I have an 1/8-5/8" 3-16MM No 79/K JACOBS DRILL KEY KEYED CHUCK and can't find its arbor size. I've been to the Jacobs site and no listing of the 79/K, if you know it please post.

thanks, Brian


----------



## wawoodman (Nov 27, 2016)

You might just have to call them.


----------



## Tony Wells (Nov 28, 2016)

There is a chart on the Jacobs site that provides the details for each of their standard tapers. You should be able to take a few measurements and determine which your chuck has, even though you cannot specifically find a reference to your model of chuck.
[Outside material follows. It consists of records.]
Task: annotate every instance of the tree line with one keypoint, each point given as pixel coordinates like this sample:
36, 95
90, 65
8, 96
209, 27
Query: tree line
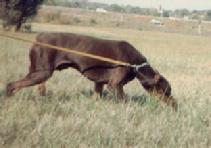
16, 12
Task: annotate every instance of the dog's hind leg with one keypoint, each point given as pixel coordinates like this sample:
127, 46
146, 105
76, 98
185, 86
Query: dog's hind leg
42, 89
98, 89
30, 80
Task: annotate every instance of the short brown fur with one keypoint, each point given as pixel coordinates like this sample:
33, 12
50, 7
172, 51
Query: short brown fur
44, 61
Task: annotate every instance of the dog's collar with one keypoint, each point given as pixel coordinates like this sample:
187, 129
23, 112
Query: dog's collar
138, 66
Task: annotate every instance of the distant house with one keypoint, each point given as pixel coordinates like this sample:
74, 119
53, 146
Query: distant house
157, 22
101, 10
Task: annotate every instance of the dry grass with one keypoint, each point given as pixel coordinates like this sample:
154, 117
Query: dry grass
69, 117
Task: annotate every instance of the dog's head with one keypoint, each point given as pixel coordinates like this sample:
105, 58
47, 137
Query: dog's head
153, 81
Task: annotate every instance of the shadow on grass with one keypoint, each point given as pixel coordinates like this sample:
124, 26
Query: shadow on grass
106, 95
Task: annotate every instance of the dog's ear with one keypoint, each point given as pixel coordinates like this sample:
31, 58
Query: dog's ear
157, 77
http://www.jacobschuck.com/MagentoShare/media/documents/jacobs-technical-information.pdf

There are 9 possible tapers, with dimensions different enough to make a positive ID. I take it you are ordering an arbor of some sort and need to know the proper nomenclature?


----------



## chips&more (Nov 28, 2016)

What all does it say around the chuck? Sometimes it tells you arbor size.


----------



## calstar (Nov 28, 2016)

chips&more said:


> What all does it say around the chuck? Sometimes it tells you arbor size.



First thing I looked at, nada.  I emailed Jacobs, no phone contact listed anywhere on the net, guess they don't want pesky customers taking up valuable time.  Brian


----------



## chips&more (Nov 29, 2016)

calstar said:


> First thing I looked at, nada.  I emailed Jacobs, no phone contact listed anywhere on the net, guess they don't want pesky customers taking up valuable time.  Brian


Brian, well darn! Then that just means a little longer to figure it out. By taking some measurements of the tapered hole and checking with a chart on Jacobs tapers (should be this?) you can find your answer. There is a bit of a spread between the taper sizes. So you shouldn’t be wondering if it’s this taper size or that taper size. Should be able to find your taper with simple measurements and then compare your numbers to the chart. Good Luck…Dave.


----------



## wawoodman (Nov 29, 2016)

Or, just get some modeling clay and stuff it in the hole. Take it out, and you can take direct measurements.

Found a phone no. tel:800-688-8949


----------



## TobyK (Jan 31, 2021)

I have this same chuck and also don't have a key. I've filed down a 5/8th key from Menards to kind of work, but I was wondering if you ever had luck with them. I've tried emailing but not that number.


----------